Et Solor-Hoffalt, me direz-vous ? Après s’être taillé un succès estimable avec sa variation du deuxième acte, il se rachète une aura de noblesse en se consumant de honte sur son fauteuil doré pendant le très beau lamento à la robe orange de Nikiya-Albisson. Dans sa série de jetés en tournant, elle ne s’agenouille jamais de la même façon au sol. Sa dernière prière muette est poignante et admirable. Mais Nikiya pleure-t-elle sur son bel amour perdu ou tout simplement sur elle-même ?

P1100914C’est la question qui reste en suspens durant tout le troisième acte. Amandine Albisson, qui semble avoir surmonté enfin la « malédiction du plateau » (mis a part quelques développés à la seconde un peu timides), déploie ses lignes et semble enfin danser sans penser « je suis trop grande pour porter ça ». Elle est belle et digne. Solor-Hoffalt, continue sur le thème du remord. Il rentre les épaules dès que son apsara évanescente pose le regard sur lui. Mais cela parle-t-il d’amour ? Durant tout l’acte, Hoffalt reste désolé et Albisson … belle et digne ; chacun dans sa sphère. Au moins Albisson est-elle agréable à regarder. Car Josua Hoffalt confirme décidément qu’il n’est pas à la hauteur du challenge technique de cette « Bayadère ». Il cochonne la plupart des pirouettes de la coda et escamote une fois encore les doubles assemblés du manège pour les remplacer par des coupés renversés tout rabougris.

Les sujets de satisfaction de cette soirée sont donc à chercher ailleurs que dans le trio principal.
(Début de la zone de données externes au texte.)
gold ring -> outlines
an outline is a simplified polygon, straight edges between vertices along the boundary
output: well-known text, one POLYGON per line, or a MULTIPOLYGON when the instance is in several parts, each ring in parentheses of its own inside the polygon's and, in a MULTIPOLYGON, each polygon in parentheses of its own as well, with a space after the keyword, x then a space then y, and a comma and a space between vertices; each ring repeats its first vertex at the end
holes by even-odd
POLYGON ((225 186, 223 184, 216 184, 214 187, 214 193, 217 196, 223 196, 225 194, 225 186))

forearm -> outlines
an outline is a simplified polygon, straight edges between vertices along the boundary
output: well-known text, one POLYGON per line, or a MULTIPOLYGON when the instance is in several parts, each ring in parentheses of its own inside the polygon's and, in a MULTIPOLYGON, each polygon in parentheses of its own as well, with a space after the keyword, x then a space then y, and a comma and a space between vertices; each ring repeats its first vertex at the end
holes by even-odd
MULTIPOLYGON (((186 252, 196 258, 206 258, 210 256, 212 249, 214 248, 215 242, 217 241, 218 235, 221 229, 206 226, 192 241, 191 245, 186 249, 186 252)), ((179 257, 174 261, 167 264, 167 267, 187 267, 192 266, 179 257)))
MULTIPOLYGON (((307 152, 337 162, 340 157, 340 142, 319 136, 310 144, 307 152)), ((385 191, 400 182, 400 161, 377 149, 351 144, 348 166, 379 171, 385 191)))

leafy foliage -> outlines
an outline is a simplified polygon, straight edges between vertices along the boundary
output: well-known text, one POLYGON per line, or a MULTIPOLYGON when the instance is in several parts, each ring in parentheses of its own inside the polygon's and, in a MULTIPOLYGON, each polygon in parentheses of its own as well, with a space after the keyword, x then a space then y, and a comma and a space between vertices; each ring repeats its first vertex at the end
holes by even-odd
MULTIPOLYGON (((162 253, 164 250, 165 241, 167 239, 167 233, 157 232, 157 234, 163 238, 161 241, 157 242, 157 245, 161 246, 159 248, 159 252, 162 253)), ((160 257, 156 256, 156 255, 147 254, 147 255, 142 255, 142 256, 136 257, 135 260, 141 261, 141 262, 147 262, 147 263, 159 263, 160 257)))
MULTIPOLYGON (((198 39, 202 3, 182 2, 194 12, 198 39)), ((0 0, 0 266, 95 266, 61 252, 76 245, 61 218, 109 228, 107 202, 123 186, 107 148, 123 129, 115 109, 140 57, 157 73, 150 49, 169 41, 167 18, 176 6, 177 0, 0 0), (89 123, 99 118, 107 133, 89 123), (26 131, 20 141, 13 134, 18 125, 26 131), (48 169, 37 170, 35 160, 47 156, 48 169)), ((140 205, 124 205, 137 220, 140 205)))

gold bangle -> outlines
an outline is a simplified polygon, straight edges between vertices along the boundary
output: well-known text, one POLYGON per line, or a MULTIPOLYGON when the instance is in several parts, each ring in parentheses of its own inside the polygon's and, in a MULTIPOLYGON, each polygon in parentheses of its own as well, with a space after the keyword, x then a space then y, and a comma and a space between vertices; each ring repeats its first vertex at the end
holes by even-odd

A l’acte 2, l’idole dorée de François Alu, conforme à la conception de Noureev : une idole de chair avec une pesanteur voulue –suggérée d’ailleurs par l’orchestration de la variation- avec une forte caractérisation des poses et un beau contrôle des ralentis ; une charmante Manou par Charline Giezendanner et un trio Fakir-indiens (Vigliotti, Gorse, Quer) des plus enlevé.

Et puis, il y a l’acte 3 : une descente des ombres pleine de sérénité avec trois demi-solistes au firmament ; Barbeau musicale et suspendue, Guérineau preste et aérienne et Bourdon précise et élégante.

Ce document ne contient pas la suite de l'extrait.